総務省という省庁が時代にそぐわず、もはや不必要で解散すべきと何度も書いています。現在の大臣の石田氏も旧態依然とした利益誘導型政治家で頭はカラッポ。内閣改造を前に、野田、石田とロクな大臣を指名しなかった安倍総理が誰を指名するのか楽しみです。総務省の官僚の喉元に刃を突き付けるには、外務大臣の河野氏を総務大臣に指名するのがいいと思うのですが…。
ふるさと納税 総務省の“狙いうち”に不当判断
2019年9月2日 産経新聞
ふるさと納税をめぐる大阪府泉佐野市と総務省との対立で「国地方係争処理委員会」は2日、総務省の手法が強引だったと認定した。
総務省は昨年末、ギフト券などで多額の寄付を集めた自治体を問題視したが、泉佐野市は総務省に反抗する形で「地方自治」の名の下に高額品での寄付金集めを続けた。総務省の“狙い撃ち”するかのような対応が、今回は不当だと判断された。
「(泉佐野市の)やり方はひどいと判断している。だからといって、法律的に除外でいいのか」
委員長を務めた富越和厚元東京高裁長官は記者会見で、勧告決定の理由をこう述べた。
最大の焦点だったのは、新制度が始まる前の状況を理由に除外決定をしたことだった。
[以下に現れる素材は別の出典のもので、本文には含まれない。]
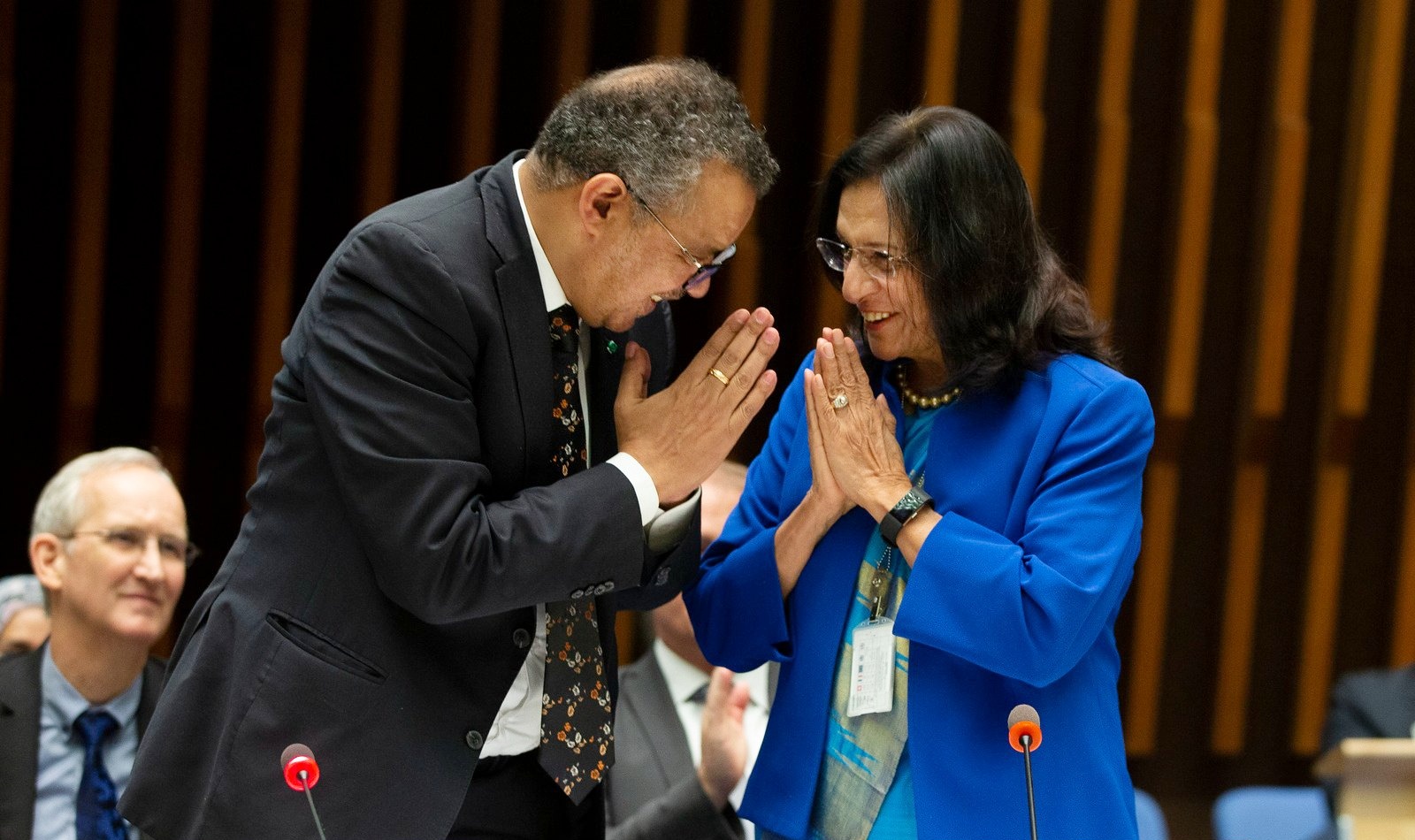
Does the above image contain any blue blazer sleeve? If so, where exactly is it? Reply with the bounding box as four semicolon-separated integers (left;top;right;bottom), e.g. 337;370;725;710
684;354;815;673
896;376;1155;686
委員会は総務省の対応について、「(違法ではなかった)過去半年間ほどの募集の態様から、ただちに不指定団体の要件とするのは法律の範囲を超える恐れがある」と指摘した。
一方で委員会は、「泉佐野市によるふるさと納税の募集態様が、ふるさと納税の存続が危ぶまれる状況を招き、是正を求めるべき事情にあった」とも認めた。
総務省の態度を強硬にさせたのは、制度改正に水を差すような、泉佐野市の規制強化前のなりふり構わない対応だった。「閉店キャンペーン」と銘打つ寄付募集で総務省を挑発し続け、今年度も4、5月の2カ月間だけで、約185億円の寄付金を集めた。
ふるさと納税は、都市部に比べて税収が少ない地方を応援するのが本来の趣旨だ。返礼品競争の過熱に歯止めをかけたいという総務省の立場に、委員会は理解も示した。
過度な寄付集めを継続した泉佐野市が制度に復帰するとなれば、制度見直しに従ってきた大多数の自治体との不公平は解消されないままとなる。委員会による同市除外の再検討勧告は総務省にとり打撃だが、総務省も簡単には引けず、両者が対立する構図は当面、続きそうだ。(高木克聡)
ふるさと納税「除外再検討」勧告 泉佐野市「感謝」
2019/9/2
6月からのふるさと納税新制度を巡り、総務省の第三者機関である「国地方係争処理委員会」が大阪府泉佐野市の参加を再検討するよう総務相に勧告することを決めた。市は2日、「委員の皆様には本市の主張をおおむねご理解いただき、感謝いたします」とのコメントを出した。市にとって有利な勧告とみられ、今後は総務省の対応が焦点となる。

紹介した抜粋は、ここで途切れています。